ワークショップ後半はいよいよドローイングの実践編。実際のモデルのポーズのスケッチに取り組む前にハズバンド氏から「モデルを観察する時は、アクションラインを意識して」とのアドバイスがあった。アクションラインとは、方向やサイズを定めたり、スケッチを支える骨組の役割を果たすライン。それを見つけて基本形状を重ね、徐々に肉付けしていく。

さらには男性と女性のモデルのポーズから、シルエットや筋肉など、性別による違いを観察。描く前にこうしたエッセンスをきちんと理解しておけば、スピーディーにスケッチすることもできる。

▲スケッチでは対象となるモチーフへの理解が欠かせない。人間の場合、骨格は同じでも、筋肉のつき方やボリュームは性別によって異なる。年齢による違いなどもチェックしてみよう

ドローイングの実技は、まずは男女のモデルそれぞれのスケッチからスタート。参加者は数分おきに変わるモデルのポーズを目と手でとらえることを繰り返しながら、これまでのハズバンド氏のアドバイスを実践するとともに、男女の身体の構造をつかんだ。

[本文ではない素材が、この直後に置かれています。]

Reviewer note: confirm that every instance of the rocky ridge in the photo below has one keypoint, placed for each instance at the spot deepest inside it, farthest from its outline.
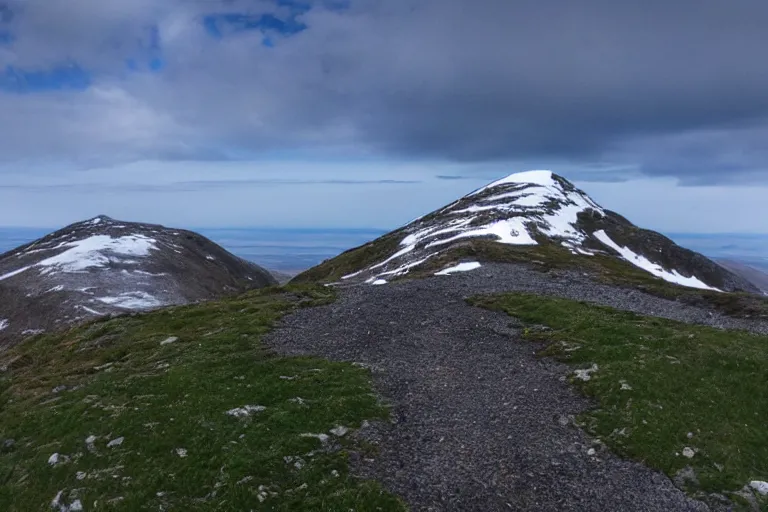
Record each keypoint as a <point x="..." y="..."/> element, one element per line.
<point x="102" y="266"/>
<point x="528" y="210"/>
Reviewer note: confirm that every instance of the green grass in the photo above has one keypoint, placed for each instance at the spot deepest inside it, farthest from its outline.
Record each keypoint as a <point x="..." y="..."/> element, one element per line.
<point x="121" y="382"/>
<point x="677" y="379"/>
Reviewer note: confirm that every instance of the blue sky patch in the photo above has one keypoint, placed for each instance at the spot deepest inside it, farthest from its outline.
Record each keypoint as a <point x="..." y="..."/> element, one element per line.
<point x="220" y="25"/>
<point x="63" y="77"/>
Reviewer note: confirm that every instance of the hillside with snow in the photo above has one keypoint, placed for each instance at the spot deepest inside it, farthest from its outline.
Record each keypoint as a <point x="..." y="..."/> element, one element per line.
<point x="102" y="266"/>
<point x="527" y="210"/>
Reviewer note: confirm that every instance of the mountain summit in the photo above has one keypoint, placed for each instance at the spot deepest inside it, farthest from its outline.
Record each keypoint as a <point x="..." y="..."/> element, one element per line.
<point x="533" y="216"/>
<point x="102" y="266"/>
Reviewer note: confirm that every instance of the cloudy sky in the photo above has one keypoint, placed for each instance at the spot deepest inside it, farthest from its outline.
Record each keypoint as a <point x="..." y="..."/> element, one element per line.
<point x="368" y="113"/>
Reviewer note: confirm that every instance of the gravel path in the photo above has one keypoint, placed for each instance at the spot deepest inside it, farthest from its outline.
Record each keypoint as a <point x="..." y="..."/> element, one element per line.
<point x="479" y="422"/>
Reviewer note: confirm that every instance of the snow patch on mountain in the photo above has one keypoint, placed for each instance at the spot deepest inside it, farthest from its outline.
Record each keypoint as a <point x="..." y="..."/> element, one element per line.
<point x="132" y="300"/>
<point x="522" y="209"/>
<point x="461" y="267"/>
<point x="644" y="263"/>
<point x="94" y="251"/>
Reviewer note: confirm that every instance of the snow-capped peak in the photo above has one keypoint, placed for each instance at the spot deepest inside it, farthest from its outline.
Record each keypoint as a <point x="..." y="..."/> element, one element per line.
<point x="523" y="209"/>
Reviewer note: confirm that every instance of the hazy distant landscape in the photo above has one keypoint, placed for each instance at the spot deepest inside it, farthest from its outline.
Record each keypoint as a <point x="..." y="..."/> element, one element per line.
<point x="292" y="250"/>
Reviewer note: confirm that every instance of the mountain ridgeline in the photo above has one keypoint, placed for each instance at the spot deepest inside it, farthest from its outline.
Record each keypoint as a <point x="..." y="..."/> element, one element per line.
<point x="535" y="217"/>
<point x="103" y="266"/>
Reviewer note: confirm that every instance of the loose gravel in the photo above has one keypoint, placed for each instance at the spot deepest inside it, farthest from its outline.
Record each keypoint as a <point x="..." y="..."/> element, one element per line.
<point x="479" y="422"/>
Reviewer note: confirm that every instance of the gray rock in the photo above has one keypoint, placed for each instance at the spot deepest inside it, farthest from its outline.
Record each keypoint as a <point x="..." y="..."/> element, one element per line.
<point x="459" y="442"/>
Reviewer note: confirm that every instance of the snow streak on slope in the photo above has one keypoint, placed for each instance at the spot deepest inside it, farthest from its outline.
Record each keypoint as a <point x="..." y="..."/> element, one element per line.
<point x="524" y="209"/>
<point x="672" y="276"/>
<point x="91" y="252"/>
<point x="512" y="210"/>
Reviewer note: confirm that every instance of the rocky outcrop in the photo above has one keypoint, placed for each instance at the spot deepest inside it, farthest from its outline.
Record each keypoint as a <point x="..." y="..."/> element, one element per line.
<point x="102" y="266"/>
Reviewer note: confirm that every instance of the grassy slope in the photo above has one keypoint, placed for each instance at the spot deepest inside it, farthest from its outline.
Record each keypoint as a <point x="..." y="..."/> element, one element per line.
<point x="121" y="382"/>
<point x="683" y="379"/>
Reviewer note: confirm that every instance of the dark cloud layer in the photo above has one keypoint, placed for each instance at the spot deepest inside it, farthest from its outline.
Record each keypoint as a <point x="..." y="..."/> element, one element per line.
<point x="673" y="88"/>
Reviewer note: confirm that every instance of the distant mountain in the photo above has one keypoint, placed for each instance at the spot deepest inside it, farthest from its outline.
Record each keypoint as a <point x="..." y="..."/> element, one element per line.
<point x="102" y="266"/>
<point x="534" y="216"/>
<point x="748" y="272"/>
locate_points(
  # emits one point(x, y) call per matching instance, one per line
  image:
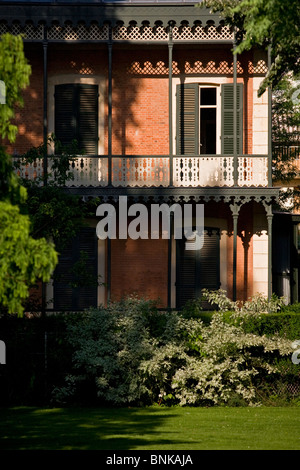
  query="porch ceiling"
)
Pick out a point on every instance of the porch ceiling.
point(151, 14)
point(238, 196)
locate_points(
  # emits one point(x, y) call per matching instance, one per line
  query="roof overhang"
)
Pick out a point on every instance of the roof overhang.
point(150, 14)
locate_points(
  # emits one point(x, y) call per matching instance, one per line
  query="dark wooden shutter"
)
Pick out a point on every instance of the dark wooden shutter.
point(197, 269)
point(187, 127)
point(227, 119)
point(67, 296)
point(88, 118)
point(65, 113)
point(76, 115)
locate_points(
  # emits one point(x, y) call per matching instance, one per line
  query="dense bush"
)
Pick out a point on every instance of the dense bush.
point(132, 354)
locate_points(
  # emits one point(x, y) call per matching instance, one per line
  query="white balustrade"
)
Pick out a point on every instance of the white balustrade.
point(253, 171)
point(140, 171)
point(202, 171)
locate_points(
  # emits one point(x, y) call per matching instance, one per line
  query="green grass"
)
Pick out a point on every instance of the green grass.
point(153, 428)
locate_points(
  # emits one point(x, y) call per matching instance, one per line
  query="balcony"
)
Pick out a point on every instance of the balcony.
point(154, 171)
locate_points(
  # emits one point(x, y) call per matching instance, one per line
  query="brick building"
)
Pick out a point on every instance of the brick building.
point(166, 113)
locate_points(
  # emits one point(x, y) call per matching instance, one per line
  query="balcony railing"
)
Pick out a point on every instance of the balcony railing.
point(149, 171)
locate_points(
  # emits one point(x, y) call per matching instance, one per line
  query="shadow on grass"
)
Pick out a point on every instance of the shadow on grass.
point(82, 428)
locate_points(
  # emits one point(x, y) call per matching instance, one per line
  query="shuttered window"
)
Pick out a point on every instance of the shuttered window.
point(227, 119)
point(187, 119)
point(196, 120)
point(75, 278)
point(197, 269)
point(76, 115)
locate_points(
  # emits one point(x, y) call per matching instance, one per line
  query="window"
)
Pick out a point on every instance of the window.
point(198, 114)
point(76, 115)
point(197, 269)
point(75, 278)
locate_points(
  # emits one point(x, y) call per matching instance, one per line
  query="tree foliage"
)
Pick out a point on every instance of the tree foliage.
point(262, 23)
point(24, 260)
point(14, 73)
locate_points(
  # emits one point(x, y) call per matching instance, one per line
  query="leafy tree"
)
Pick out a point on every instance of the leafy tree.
point(23, 259)
point(263, 23)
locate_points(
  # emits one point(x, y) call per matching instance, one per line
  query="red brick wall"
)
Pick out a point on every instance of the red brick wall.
point(140, 267)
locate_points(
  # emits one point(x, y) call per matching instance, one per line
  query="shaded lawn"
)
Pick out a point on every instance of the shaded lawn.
point(153, 428)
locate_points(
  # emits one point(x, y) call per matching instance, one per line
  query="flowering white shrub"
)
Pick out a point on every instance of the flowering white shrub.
point(228, 360)
point(134, 354)
point(256, 304)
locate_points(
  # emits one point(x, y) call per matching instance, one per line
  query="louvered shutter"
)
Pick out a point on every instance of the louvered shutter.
point(227, 119)
point(88, 118)
point(76, 115)
point(187, 109)
point(65, 113)
point(66, 295)
point(197, 269)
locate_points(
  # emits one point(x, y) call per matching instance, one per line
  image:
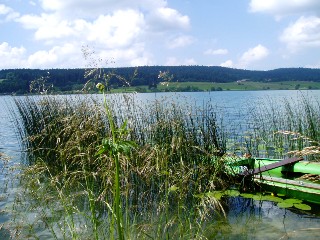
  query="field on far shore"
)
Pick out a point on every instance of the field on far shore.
point(233, 86)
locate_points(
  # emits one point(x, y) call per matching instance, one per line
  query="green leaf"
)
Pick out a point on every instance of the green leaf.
point(215, 194)
point(285, 204)
point(302, 206)
point(247, 195)
point(272, 198)
point(232, 193)
point(293, 200)
point(173, 188)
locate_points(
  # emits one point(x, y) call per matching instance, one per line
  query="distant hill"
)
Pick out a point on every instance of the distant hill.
point(18, 81)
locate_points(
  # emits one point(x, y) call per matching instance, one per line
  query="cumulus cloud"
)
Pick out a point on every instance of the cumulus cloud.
point(164, 19)
point(216, 51)
point(11, 56)
point(305, 32)
point(59, 56)
point(173, 61)
point(118, 29)
point(180, 41)
point(227, 63)
point(284, 7)
point(93, 8)
point(8, 13)
point(252, 55)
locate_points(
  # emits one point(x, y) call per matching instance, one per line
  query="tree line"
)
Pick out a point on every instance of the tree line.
point(18, 81)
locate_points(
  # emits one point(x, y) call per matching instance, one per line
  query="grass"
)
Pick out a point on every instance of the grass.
point(287, 129)
point(127, 170)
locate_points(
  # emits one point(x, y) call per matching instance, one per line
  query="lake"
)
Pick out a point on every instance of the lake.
point(247, 219)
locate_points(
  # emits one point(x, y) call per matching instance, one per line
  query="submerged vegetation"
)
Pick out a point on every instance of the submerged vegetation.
point(130, 170)
point(111, 167)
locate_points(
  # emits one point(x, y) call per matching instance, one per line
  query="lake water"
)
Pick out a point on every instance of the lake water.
point(247, 219)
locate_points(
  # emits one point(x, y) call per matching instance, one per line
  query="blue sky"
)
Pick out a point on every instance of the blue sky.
point(246, 34)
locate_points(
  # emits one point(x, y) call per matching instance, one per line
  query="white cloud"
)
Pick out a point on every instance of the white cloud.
point(164, 19)
point(227, 63)
point(118, 29)
point(67, 55)
point(11, 57)
point(8, 12)
point(305, 32)
point(216, 51)
point(285, 7)
point(47, 26)
point(173, 61)
point(180, 41)
point(93, 8)
point(252, 55)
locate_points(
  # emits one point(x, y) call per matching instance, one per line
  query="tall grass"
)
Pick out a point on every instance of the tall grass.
point(147, 192)
point(286, 128)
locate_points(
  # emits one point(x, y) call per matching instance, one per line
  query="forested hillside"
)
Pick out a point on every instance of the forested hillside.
point(18, 81)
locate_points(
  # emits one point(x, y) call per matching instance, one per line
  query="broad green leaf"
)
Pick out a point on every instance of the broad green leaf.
point(247, 195)
point(232, 193)
point(216, 194)
point(285, 205)
point(293, 200)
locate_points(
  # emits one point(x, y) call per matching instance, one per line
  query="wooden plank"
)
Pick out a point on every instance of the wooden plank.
point(268, 167)
point(291, 182)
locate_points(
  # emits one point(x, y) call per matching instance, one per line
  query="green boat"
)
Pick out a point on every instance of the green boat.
point(294, 177)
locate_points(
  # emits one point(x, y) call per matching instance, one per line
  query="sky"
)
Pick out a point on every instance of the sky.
point(244, 34)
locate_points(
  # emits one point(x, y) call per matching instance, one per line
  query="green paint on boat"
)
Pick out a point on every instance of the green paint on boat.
point(302, 206)
point(285, 204)
point(247, 195)
point(232, 193)
point(215, 194)
point(293, 200)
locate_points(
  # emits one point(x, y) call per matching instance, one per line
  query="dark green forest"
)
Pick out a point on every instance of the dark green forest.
point(18, 81)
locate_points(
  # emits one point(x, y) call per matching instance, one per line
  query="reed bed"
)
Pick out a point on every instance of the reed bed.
point(82, 181)
point(287, 128)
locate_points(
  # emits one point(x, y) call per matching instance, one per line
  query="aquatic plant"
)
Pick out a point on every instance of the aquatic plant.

▲この日は徐々に難易度を上げながら、およそ30ポーズをスケッチ

その後、複数の人物のスケッチへとステップアップ。ここでハズバンド氏は、「アクションラインと基本形状をおさえる」「対象全体のポジティブシェイプとネガティブシェイプを見つける」「身体のパーツごとのポジティブシェイプとネガティブシェイプを意識する」など、あらためてスケッチのポイントを伝授した。

ハズバンド氏は懸命にスケッチブックに鉛筆を走らせる参加者の絵を丁寧にチェックしながら、時には自ら鉛筆を持って添削することも。ハズバンド氏の温かい指導に参加者のモチベーションもアップした。ドローイングのレッスンはおよそ3時間におよび、参加者もスキルアップへの確かな手ごたえを感じたに違いない。

▲これほどまでに間近でハズバンド氏の指導を受けることができるのも、このワークショップの醍醐味

ワークショップの最後、ハズバンド氏から参加者に「このワークショップは、参加者の皆さんがより良いストーリーテラーになるためのプロセス。次のステップに進むためのサポートができて嬉しい」とのハートフルなメッセージが贈られた。この日のハズバンド氏の教えを胸に、参加者はさらなる高みを目指していくのだろう。